The Slavic name is a loan translation of earlier Scythian Rā (Ῥᾶ) "Volga", literally "wetness", cognate with Avestan Raŋhā "mythical stream" (also compare the derivation Sogdian r’k "vein, blood vessel" (*raha-ka), Persian رگ rag "vein") and Sanskrit rasā́- (रसा) "dew, liquid, juice; mythical river". The Scythian name survives in modern Mordvin Rav (Рав) "Volga".
The Turkic peoples living along the river formerly referred to it as Itil or Atil "big river". In modern Turkic languages, the Volga is known as İdel (Идел) in Tatar, Атăл (Atăl) in Chuvash, Idhel in Bashkir, Edil in Kazakh, and İdil in Turkish. The Turkic peoples associated the Itil's origin with the Kama. Thus, a left tributary to the Kama was named the Aq Itil "White Itil" which unites with the Kara Itil "Black Itil" at the modern city of Ufa. The name Indyl (Indɨl) is used in Adyge (Cherkess) language.
Among Asians,[clarification needed] the river was known by its other Turkic name Sarı-su "yellow water", but the Oirats also used their own name, Ijil mörön or "adaptation river". Presently the Mari, another Uralic group, call the river Jul (Юл), meaning "way" in Tatar. Formerly, they called the river Volgydo, a borrowing from Old Russian.

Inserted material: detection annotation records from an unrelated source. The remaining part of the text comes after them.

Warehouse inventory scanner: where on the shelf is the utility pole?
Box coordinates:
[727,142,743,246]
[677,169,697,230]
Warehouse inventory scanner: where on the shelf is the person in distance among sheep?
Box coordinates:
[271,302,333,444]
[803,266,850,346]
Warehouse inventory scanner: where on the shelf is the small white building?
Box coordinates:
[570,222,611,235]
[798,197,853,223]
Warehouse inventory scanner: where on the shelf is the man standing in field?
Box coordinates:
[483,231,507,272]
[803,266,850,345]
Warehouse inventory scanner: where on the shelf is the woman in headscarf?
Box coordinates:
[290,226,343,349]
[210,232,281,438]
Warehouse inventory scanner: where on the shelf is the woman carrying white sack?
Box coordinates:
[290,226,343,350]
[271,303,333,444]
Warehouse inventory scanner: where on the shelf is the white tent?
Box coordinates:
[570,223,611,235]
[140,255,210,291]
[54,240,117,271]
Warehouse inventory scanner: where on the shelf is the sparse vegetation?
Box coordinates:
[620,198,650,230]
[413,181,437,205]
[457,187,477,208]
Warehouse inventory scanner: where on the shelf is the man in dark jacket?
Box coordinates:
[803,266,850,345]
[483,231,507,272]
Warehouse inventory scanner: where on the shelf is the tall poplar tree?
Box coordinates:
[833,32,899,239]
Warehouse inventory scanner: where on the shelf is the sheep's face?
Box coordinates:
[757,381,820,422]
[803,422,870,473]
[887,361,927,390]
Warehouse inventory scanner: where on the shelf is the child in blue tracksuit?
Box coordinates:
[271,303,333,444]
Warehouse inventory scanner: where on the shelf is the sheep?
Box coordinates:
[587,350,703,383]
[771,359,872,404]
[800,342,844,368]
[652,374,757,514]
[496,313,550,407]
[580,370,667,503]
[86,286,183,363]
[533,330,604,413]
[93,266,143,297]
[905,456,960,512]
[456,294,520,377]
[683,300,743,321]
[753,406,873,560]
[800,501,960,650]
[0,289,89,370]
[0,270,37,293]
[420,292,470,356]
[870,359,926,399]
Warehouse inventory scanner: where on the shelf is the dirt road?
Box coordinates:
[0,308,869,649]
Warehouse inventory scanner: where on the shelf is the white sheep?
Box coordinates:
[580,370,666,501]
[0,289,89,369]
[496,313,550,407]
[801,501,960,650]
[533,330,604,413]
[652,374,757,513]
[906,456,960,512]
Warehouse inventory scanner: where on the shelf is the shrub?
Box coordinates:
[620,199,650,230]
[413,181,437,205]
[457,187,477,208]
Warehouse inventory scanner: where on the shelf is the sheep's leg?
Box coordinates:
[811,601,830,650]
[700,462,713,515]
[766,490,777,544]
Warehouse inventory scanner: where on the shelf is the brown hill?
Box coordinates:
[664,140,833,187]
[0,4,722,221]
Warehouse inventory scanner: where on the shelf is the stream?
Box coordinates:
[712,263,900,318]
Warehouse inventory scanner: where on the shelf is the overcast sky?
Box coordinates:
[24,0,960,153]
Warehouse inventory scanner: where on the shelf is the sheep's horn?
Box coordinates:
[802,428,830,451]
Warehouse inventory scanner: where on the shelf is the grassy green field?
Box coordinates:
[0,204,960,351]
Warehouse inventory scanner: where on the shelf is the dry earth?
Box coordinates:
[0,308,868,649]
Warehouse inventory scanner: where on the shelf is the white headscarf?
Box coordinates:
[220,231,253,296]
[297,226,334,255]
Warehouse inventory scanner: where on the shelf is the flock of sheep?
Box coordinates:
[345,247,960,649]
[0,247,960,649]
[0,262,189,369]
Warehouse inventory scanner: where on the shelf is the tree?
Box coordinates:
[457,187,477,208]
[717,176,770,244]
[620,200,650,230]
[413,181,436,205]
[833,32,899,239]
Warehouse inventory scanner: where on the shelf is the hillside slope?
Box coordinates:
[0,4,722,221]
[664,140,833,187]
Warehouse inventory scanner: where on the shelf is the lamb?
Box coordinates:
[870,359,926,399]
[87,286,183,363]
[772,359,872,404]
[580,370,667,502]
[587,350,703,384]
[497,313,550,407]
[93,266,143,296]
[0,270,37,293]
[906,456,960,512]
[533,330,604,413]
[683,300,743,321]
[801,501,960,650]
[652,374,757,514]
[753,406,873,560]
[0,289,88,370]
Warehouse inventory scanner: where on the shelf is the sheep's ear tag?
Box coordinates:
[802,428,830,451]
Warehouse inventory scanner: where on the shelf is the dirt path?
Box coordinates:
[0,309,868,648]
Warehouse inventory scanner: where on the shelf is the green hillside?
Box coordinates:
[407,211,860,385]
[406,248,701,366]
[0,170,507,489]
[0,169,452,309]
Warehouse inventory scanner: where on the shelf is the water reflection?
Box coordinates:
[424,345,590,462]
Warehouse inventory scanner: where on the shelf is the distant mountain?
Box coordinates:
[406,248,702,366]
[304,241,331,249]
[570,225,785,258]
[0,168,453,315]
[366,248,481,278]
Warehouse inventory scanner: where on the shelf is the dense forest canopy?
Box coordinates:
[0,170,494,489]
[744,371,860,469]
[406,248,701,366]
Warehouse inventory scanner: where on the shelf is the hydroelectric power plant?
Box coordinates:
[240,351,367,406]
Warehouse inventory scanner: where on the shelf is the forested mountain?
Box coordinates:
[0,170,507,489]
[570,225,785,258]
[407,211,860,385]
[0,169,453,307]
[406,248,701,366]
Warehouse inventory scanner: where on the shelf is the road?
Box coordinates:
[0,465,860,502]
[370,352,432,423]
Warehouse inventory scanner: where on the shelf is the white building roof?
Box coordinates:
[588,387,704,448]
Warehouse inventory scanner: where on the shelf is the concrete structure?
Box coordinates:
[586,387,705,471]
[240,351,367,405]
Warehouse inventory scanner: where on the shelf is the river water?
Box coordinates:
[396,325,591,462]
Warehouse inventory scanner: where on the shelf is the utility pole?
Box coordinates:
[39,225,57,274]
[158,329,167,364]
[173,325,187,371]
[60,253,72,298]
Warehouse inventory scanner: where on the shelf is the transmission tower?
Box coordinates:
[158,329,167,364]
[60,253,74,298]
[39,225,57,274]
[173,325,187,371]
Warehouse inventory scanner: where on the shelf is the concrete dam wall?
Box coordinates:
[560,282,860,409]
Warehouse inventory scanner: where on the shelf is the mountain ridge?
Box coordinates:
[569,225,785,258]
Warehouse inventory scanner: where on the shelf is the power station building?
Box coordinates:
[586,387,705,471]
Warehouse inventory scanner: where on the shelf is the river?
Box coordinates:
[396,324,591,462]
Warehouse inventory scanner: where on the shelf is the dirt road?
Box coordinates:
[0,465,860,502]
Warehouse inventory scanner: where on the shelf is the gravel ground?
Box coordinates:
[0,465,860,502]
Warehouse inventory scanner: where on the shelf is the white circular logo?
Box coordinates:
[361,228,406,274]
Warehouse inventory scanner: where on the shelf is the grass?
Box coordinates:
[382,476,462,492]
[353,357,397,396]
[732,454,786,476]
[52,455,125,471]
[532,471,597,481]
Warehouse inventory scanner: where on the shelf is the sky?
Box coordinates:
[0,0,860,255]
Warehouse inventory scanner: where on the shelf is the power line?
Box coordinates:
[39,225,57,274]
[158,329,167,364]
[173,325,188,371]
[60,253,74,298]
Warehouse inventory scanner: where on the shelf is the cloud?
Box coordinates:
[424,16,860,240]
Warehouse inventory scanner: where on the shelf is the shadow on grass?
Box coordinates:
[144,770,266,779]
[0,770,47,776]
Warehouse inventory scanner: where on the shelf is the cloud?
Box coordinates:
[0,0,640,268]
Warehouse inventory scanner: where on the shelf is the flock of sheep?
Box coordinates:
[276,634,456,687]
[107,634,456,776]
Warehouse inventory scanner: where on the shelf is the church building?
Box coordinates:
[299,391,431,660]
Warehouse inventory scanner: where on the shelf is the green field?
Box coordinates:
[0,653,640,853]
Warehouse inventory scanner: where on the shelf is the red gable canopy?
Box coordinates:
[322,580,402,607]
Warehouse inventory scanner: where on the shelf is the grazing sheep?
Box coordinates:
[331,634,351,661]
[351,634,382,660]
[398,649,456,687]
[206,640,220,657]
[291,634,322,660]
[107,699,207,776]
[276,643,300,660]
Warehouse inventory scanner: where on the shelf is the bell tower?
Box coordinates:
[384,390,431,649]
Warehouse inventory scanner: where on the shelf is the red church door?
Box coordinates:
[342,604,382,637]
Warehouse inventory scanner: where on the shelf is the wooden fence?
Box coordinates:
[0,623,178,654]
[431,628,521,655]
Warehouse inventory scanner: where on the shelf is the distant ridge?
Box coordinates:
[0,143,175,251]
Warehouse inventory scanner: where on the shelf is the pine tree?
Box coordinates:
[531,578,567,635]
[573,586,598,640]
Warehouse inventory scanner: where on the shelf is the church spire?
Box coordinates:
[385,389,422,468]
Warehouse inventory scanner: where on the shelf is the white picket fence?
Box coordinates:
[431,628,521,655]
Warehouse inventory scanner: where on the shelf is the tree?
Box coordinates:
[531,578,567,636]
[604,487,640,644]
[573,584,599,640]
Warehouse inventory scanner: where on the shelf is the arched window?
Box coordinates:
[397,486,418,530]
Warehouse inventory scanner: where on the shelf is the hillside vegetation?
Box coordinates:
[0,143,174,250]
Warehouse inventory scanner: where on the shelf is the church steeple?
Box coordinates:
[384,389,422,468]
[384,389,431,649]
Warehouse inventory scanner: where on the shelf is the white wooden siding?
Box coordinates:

The Volga is the longest river in Europe. It belongs to the closed basin of the Caspian Sea, being the longest river to flow into a closed basin. Rising in the Valdai Hills 225 meters (738 ft) above sea level northwest of Moscow and about 320 kilometers (200 mi) southeast of Saint Petersburg, the Volga heads east past Lake Sterzh, Tver, Dubna, Rybinsk, Yaroslavl, Nizhny Novgorod, and Kazan. From there it turns south, flows past Ulyanovsk, Tolyatti, Samara, Saratov and Volgograd, and discharges into the Caspian Sea below Astrakhan at 28 meters (92 ft) below sea level. At its most strategic point, it bends toward the Don ("the big bend"). Volgograd, formerly Stalingrad, is located there.